Hi i found this exercise in the solved exercise session in my university portal and there was something there that i did not understand and i was hoping i could receive some answers here if possible.
So the exercise goes like this :
Compute the area of the set $T ⊂ R^2$ of the points lying within the trace of the closed curve $γ = γ_1 ∪ γ_2 ∪ γ_3$, counterclockwise oriented, where
$γ_1(t) =(sin^3(t), cos^3(t))$ , $t\in [0,\frac \pi2]$
$γ_2$ is the arc of the ellipse $x^ 2 +\frac 1 4 y^2=1 $ contained in the first quadrant and
$γ_3$ is the half-circle, with centre at $(0, \frac 32 $) and radius $\frac 12$ , contained in the first quadrant
What he does is he uses th Green Theorem if $F:R^2\to R^2$ 2 is a vector field of class $C^ 1 , F = (f1, f2)$, such that
$(1.1)$ $\forall(x,y)\in R^2: \frac {\partial f_2(x,y)} {\partial x}-\frac {\partial f_1(x,y)} {\partial y}=1$ then
$Area(T)=\int _T 1dxd = \int _T (\frac {\partial f_2(x,y)} {\partial x}-\frac {\partial f_1(x,y)} {\partial y})dxdy=\int_T F dP=\int_{\gamma_1}F dP+\int_{\gamma_2}F dP+\int_{\gamma_3}F dP$
Then he parametrizes all the $\gamma1,\gamma2,\gamma3$ and then he finds the derivative of each
Up until now i think i understand everything
Here is the part i dont understand
He writes: If we consider the vector field $F(x, y) = (f1(x, y), f2(x, y)) = (0, x) $satisfying $(1.1)$(is referencing $(1.1)$ above), we have
$\int_{\gamma_1}F dP=\int^{\frac {\pi}2}_0F(\gamma_1(t))\gamma_1 '(t)=\int^{\frac {\pi}2}_0 (0,sin^3(t)(\gamma_1'(t)))$
From here on he does the same thing with all the others and from there on is just computation
Why did he decide to consider consider the vector field $F(x, y) = (f1(x, y), f2(x, y)) = (0, x)$?

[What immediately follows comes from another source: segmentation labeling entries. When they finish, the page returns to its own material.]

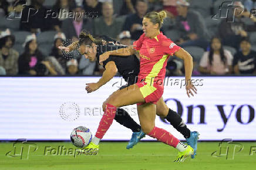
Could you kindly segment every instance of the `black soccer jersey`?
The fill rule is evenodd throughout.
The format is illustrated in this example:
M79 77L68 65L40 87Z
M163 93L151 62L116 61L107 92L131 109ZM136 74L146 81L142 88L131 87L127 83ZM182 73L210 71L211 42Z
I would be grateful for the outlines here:
M97 59L99 61L99 56L108 51L114 50L127 46L124 45L116 45L112 43L109 43L105 45L99 45L97 47ZM103 62L105 68L106 64L113 61L116 64L118 72L123 78L128 83L129 85L136 83L136 77L140 72L140 61L136 56L133 55L129 56L109 56L109 57Z

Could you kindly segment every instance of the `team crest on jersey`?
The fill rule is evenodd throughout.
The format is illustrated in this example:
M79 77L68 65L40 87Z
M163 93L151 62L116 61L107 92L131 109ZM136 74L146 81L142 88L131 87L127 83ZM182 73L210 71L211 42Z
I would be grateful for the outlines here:
M150 53L153 53L156 51L156 49L154 47L151 48L149 49Z

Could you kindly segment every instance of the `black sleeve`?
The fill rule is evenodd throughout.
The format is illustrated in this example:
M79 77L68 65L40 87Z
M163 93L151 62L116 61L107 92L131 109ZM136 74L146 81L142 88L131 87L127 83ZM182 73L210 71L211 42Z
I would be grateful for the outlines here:
M107 52L116 50L117 49L126 48L126 47L127 47L127 46L124 45L116 45L113 43L109 43L107 44Z
M237 64L237 63L238 62L238 58L239 58L238 56L239 54L238 53L235 54L235 55L234 56L233 63L232 64L233 66Z
M103 62L103 66L104 69L105 68L106 65L109 62L114 62L114 63L116 63L115 60L114 60L114 57L113 57L113 56L110 56L107 59L106 59L106 60Z

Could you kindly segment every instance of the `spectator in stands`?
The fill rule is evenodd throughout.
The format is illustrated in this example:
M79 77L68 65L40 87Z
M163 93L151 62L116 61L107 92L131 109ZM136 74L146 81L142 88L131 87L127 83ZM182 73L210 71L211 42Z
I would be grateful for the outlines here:
M76 59L71 59L67 62L66 74L75 75L78 72L78 63Z
M244 3L244 7L248 12L250 12L251 9L256 9L256 0L245 0Z
M49 30L60 31L58 25L58 19L50 15L46 17L47 10L49 9L43 6L45 1L31 0L31 5L25 7L22 11L19 25L21 30L35 33Z
M73 9L73 12L77 13L83 13L85 11L81 6L76 6ZM92 32L92 21L90 19L85 19L81 16L75 17L74 19L68 18L62 22L62 29L66 36L66 38L72 40L73 42L78 40L79 33L82 29Z
M90 60L82 56L79 62L79 70L82 71L83 75L93 75L95 69L96 58Z
M122 45L130 46L132 45L131 34L128 30L124 30L118 35L118 39Z
M52 8L58 13L58 16L60 16L58 18L58 25L60 28L61 28L62 21L68 17L68 12L75 6L76 4L73 0L57 0L56 1Z
M36 69L37 76L64 75L65 72L55 57L49 56L45 58L39 64Z
M130 14L126 18L123 26L123 30L130 31L132 39L137 40L143 33L142 29L142 20L143 16L147 13L147 1L146 0L137 0L136 13Z
M102 16L94 20L94 35L114 38L119 33L123 26L123 21L113 16L113 4L106 2L102 5Z
M21 18L23 5L26 4L26 0L8 0L7 2L9 3L9 6L5 13L6 16L8 16L9 19Z
M15 37L11 35L9 29L0 33L0 66L3 67L7 75L18 73L19 53L12 49Z
M38 49L35 35L28 36L23 46L25 51L19 58L19 74L36 75L38 65L43 60L43 56Z
M234 57L233 70L235 74L256 74L256 52L251 50L248 38L242 39L240 43L241 52Z
M241 2L236 1L234 5L244 8ZM254 22L254 25L246 25L242 20L242 17L250 18L250 12L243 12L235 8L234 22L227 22L227 19L221 21L219 25L218 33L221 38L223 45L232 46L239 50L240 42L243 37L248 36L248 32L256 31L256 18L252 16L251 20ZM233 10L235 10L234 9ZM233 17L231 16L230 17ZM233 19L233 18L231 18Z
M66 40L66 36L63 33L58 33L54 36L54 45L52 48L52 51L50 53L50 56L54 56L59 62L62 68L66 68L66 60L63 57L62 52L58 48L59 46L63 46L64 42Z
M97 0L85 0L83 9L86 13L90 13L90 18L97 18L102 15L102 3Z
M0 66L0 75L6 75L6 72L5 72L5 69L2 67Z
M200 60L199 71L203 74L223 75L231 73L233 56L223 49L221 39L214 37L210 52L204 52Z
M177 1L178 0L161 0L163 7L168 13L169 17L176 17L178 15L177 11Z
M0 16L6 16L8 14L9 4L6 0L0 1Z
M199 46L206 50L209 35L202 16L198 12L188 10L190 4L185 0L177 2L178 15L175 28L181 32L178 43L182 47Z
M137 0L124 0L123 3L123 6L120 11L120 15L124 15L130 13L135 13L136 11L135 10L135 5L136 4Z

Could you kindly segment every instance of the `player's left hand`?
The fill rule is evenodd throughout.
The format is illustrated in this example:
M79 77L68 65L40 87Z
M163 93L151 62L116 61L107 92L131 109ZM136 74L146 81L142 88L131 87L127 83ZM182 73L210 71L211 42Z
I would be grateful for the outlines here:
M93 92L100 88L97 83L86 83L86 84L87 86L85 87L85 90L86 90L87 93Z
M99 57L99 63L100 64L107 59L109 57L109 53L106 52L101 55Z
M197 94L197 89L191 84L191 81L188 81L187 85L186 86L186 90L187 90L187 94L188 97L190 97L190 95L194 96L193 91L194 91L195 94Z

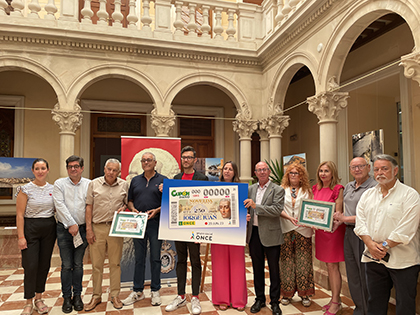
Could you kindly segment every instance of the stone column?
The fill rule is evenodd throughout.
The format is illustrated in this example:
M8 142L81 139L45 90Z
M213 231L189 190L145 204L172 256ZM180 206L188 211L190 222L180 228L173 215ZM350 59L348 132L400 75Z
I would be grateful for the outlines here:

The short answer is because $2D$ vector field $\vec F = (0, x)$ has the scalar curl of $1$. In other words,
For vector field $ \vec F = (P, Q)$ and a counterclockwise oriented closed curve, Green's Theorem states that,
$\displaystyle \iint_T \left (\cfrac{\partial Q}{\partial x} - \cfrac{\partial P}{\partial y}\right) dA = \int_{C} \vec F(\lambda(t)) \cdot \vec\lambda'(t) \ dt$
So if we want to find area bound by a closed curve, we choose a vector field which has constant scalar curl, for example, $(-y, x)$ or $(0, x)$ or $(-y, 0)$.
In this case, $\vec F = (P, Q) = (0, x)$
So, $\cfrac{\partial Q}{\partial x} - \cfrac{\partial P}{\partial y} = 1$
So LHS is $ \displaystyle \iint_T 1 \ dA \ , \ $ which clearly gives the area.
Here is the diagram of the region.
You can see the region is bound by $\lambda_1, \lambda_2$, and $\lambda_3$.
So it comes down to line integral of the vector field over $\lambda_1$, $\lambda_2$ and $\lambda_3$. Make sure you are choosing the right orientation for line integral over each curve so it gives the area bound by them.